2

I received a list of column names from another team. To ensure all field column names are valid inside a specific schema, I put them into a temporary table. I'm now wanting to see if they exist. When I try to join with information_schema.columns, I received errors below:

ERROR: 0A000: Specified types or functions (one per INFO message) not supported on Redshift tables.
Column "c.column_name" has unsupported type     "information_schema.sql_identifier".
Column "a.*" has unsupported type "pg_attribute".
Column "t.*" has unsupported type "pg_type".
Function "format_type(oid,integer)" not supported.
Function "format_type(oid,integer)" not supported.
Function "has_table_privilege(oid,text)" not supported.
Function "has_table_privilege(oid,text)" not supported.
Function "has_table_privilege(oid,text)" not supported.
Function "has_table_privilege(oid,text)" not supported.

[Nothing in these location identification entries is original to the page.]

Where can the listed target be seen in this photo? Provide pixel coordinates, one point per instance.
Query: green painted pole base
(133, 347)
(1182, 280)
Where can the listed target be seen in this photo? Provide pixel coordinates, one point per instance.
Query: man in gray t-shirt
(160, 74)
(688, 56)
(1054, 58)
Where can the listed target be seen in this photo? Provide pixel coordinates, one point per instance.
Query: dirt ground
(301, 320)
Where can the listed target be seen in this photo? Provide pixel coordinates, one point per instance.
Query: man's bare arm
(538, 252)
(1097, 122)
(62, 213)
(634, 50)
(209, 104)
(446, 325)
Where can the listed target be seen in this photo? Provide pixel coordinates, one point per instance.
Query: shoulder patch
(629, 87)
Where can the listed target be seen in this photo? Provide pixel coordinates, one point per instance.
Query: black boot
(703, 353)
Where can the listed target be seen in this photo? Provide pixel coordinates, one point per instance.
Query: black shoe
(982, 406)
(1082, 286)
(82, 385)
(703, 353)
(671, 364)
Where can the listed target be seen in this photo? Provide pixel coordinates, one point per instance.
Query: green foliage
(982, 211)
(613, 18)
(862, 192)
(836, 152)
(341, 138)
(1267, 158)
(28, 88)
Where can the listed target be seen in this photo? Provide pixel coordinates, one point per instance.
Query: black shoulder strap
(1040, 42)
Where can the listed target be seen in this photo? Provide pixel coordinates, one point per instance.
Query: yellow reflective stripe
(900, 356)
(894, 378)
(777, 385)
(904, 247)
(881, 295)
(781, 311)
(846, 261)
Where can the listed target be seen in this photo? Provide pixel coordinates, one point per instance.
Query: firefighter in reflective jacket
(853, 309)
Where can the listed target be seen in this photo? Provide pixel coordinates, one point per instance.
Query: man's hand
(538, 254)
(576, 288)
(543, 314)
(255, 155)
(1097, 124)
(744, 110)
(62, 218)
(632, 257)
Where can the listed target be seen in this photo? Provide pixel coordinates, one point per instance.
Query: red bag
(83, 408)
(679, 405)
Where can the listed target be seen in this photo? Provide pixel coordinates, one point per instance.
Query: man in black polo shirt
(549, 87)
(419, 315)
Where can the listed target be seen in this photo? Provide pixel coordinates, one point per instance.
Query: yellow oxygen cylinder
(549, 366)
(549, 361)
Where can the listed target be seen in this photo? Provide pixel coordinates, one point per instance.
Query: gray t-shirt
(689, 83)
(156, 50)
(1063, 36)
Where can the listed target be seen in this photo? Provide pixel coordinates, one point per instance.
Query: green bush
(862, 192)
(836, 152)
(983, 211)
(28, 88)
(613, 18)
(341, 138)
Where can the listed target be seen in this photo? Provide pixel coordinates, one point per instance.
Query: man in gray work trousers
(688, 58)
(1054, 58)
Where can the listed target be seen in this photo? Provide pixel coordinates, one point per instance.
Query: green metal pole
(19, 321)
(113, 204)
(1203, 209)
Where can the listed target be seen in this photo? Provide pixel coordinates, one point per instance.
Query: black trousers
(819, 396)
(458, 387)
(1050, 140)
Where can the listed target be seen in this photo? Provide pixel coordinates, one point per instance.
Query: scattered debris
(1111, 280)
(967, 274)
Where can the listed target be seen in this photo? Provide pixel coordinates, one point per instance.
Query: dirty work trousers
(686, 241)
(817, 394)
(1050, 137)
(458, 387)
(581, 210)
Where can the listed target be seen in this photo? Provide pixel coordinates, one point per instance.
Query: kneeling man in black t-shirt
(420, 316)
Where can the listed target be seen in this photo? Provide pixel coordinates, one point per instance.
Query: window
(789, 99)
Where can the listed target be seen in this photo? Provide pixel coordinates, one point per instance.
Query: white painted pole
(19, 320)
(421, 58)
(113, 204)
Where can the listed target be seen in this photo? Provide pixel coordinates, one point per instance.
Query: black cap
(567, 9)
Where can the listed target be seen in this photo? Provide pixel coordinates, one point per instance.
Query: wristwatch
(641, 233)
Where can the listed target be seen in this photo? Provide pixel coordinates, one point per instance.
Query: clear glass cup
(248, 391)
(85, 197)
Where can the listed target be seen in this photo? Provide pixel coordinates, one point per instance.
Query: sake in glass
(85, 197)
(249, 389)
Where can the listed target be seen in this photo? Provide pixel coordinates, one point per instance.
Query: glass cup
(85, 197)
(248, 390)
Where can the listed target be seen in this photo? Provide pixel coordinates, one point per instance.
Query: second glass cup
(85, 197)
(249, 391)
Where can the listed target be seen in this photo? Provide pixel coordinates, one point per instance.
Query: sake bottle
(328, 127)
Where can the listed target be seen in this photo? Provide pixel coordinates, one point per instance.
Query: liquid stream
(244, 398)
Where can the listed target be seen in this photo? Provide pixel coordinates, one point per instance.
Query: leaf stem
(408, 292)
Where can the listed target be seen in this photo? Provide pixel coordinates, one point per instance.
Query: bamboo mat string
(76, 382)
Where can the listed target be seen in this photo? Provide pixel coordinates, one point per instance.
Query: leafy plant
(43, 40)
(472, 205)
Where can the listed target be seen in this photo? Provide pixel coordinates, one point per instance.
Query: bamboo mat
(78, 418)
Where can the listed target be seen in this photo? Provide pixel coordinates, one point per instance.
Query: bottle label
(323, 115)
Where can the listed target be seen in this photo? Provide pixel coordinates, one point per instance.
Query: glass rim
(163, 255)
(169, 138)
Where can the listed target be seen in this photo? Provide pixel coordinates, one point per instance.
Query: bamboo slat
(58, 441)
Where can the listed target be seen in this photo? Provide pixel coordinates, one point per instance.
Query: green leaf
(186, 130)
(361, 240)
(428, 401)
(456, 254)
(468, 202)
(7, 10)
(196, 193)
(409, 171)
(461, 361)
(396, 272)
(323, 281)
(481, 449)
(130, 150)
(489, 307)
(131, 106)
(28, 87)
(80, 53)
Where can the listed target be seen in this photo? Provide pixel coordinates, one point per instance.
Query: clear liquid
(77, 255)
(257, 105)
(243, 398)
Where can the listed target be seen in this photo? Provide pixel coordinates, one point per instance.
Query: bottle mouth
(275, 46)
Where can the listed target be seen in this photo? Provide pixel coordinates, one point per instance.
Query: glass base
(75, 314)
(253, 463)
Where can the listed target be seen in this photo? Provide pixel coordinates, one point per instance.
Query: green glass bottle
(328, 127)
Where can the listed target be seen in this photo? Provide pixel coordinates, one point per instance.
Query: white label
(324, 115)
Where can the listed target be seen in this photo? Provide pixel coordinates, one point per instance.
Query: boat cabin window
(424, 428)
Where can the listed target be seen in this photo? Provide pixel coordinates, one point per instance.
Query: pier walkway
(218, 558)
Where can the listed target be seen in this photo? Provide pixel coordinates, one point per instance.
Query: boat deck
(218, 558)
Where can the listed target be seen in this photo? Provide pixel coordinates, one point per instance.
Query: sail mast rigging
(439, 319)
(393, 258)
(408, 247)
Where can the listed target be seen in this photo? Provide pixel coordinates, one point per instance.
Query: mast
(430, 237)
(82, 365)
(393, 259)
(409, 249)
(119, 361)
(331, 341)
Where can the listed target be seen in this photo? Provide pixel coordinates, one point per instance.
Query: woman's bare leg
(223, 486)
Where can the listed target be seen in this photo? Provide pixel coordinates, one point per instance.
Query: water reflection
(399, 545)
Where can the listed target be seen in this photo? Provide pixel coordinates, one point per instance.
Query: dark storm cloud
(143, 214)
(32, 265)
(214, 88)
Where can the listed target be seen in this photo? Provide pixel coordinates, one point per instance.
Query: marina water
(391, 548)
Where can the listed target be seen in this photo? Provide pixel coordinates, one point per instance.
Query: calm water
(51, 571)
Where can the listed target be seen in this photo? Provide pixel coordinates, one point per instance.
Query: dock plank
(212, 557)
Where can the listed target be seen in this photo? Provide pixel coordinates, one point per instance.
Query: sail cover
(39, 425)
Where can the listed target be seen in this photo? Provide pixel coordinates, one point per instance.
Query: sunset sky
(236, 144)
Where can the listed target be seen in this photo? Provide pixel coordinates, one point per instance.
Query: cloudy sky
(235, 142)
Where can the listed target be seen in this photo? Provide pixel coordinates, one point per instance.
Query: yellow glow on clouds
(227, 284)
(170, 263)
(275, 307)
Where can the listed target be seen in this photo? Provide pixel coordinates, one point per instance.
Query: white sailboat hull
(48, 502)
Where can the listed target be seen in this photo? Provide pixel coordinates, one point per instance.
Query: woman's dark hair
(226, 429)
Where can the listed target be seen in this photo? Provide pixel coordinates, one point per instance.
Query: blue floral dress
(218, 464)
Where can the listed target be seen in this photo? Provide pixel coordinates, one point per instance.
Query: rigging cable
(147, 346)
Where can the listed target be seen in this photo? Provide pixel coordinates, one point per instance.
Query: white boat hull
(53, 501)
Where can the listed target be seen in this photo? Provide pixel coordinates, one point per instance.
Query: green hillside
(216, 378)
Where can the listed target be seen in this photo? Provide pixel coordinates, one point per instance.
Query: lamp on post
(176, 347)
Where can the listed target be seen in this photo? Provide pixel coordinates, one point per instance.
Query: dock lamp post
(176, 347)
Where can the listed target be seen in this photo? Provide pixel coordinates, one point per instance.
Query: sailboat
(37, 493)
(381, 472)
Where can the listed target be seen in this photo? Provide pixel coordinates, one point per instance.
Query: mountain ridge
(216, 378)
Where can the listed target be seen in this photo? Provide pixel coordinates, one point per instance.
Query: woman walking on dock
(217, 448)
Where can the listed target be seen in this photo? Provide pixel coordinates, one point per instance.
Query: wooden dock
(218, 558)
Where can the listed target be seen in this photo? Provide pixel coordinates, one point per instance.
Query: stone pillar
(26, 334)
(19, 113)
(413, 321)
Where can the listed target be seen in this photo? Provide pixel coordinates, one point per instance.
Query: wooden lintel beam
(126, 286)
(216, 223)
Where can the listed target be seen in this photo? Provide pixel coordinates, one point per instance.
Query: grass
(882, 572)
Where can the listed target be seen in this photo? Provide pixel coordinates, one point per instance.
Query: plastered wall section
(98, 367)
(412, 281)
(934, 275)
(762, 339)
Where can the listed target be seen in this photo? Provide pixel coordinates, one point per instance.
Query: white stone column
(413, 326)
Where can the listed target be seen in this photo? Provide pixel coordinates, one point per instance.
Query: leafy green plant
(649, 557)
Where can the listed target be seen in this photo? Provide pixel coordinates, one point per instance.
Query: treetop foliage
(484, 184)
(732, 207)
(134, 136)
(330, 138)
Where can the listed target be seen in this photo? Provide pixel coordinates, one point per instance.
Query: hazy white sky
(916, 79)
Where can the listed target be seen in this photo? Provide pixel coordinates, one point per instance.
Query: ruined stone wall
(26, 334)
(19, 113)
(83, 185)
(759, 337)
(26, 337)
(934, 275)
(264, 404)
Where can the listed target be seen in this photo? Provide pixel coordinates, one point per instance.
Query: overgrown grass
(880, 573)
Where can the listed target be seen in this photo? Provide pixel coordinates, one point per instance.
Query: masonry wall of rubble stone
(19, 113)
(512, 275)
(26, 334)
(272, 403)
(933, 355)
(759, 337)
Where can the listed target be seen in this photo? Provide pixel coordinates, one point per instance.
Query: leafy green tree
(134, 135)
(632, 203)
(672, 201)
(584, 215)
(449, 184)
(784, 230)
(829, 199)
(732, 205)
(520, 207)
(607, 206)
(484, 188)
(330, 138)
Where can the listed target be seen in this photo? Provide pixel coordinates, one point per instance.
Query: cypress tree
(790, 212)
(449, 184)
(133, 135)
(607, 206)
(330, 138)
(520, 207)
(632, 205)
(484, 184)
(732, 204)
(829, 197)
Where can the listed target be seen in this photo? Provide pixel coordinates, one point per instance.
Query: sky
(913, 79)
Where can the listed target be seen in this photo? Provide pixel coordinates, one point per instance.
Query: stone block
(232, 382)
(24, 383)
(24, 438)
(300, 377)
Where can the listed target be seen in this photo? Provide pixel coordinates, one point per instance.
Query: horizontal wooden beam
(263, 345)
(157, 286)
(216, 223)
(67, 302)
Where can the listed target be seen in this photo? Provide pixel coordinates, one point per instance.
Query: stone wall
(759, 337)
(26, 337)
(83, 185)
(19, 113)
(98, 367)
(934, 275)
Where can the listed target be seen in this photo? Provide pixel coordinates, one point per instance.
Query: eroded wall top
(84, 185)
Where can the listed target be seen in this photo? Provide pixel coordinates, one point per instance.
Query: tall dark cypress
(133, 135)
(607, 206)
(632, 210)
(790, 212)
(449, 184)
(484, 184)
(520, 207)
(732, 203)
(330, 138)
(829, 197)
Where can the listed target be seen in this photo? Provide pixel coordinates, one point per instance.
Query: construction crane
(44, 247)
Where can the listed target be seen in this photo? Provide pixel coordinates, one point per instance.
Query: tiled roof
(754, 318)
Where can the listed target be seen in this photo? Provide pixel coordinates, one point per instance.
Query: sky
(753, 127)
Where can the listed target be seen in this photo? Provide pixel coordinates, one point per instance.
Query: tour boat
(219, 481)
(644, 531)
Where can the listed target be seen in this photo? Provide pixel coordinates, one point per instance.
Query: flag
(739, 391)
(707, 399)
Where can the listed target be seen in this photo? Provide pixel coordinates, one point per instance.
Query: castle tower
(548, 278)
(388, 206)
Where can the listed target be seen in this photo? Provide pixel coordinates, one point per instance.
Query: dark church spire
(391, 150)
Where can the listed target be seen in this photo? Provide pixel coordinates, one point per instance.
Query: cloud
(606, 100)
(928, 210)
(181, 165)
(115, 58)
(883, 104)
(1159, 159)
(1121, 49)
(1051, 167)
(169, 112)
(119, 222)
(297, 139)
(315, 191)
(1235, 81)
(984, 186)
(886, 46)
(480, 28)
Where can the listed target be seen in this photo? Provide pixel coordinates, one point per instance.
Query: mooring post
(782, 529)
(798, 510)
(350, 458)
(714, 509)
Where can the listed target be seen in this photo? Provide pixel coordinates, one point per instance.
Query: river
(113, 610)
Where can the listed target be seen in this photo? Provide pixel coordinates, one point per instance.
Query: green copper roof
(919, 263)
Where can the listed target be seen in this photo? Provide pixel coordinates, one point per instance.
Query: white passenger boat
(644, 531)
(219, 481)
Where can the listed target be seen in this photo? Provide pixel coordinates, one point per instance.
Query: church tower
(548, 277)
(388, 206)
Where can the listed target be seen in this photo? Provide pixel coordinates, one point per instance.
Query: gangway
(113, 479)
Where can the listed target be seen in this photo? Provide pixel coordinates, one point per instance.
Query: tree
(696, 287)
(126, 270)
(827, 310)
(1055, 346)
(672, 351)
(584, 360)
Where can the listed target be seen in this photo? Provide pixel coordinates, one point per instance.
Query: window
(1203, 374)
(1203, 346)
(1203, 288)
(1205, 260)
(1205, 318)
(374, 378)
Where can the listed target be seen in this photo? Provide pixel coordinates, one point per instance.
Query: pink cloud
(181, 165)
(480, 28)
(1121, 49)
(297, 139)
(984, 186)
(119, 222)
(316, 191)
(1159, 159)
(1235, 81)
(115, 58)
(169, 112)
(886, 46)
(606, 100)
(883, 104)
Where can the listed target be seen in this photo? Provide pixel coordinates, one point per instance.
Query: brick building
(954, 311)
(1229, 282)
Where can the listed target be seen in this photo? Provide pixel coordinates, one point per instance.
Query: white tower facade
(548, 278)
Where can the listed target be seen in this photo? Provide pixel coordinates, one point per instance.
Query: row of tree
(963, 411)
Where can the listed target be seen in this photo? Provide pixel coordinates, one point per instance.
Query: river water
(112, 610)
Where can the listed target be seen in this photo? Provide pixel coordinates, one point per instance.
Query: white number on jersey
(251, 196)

I tried to cast column_name into different types, but had no luck. Would anyone please advise what's wrong and how I can achieve this goal?

Evan Carroll
  • 63,051
  • 46
  • 242
  • 479
Lee
  • 205
  • 1
  • 3
  • 12
  • You're defining column name validity by not being anywhere in your schema? – Evan Carroll Jan 15 '18 at 05:10
  • Yes, to avoid typo. – Lee Jan 15 '18 at 05:12
  • I'm fairly certain I understand what's going on here so I cut out the information that I thought was unnecessary since I believe this is otherwise a really good question and likely to be pretty hot. – Evan Carroll Jan 15 '18 at 06:12
  • @lee you should update your question title to "How do I query INFORMATION_SCHEMA.COLUMNS on Amazon Redshift?" - Note that RDS <> Redshift. – Jon Scott Jan 23 '18 at 12:01

1 Answers1

5

PG_TABLE_DEF

Amazon considers the internal functions that INFORMATION_SCHEMA.COLUMNS is using Leader-Node Only functions. Rather than being sensible and redefining the standardized INFORMATION_SCHEMA.COLUMNS, Amazon sought to define their own proprietary version. For that they made available another function PG_TABLE_DEF which seems to address the same need. Pay attention to the note in the center about adding the schema to search_path.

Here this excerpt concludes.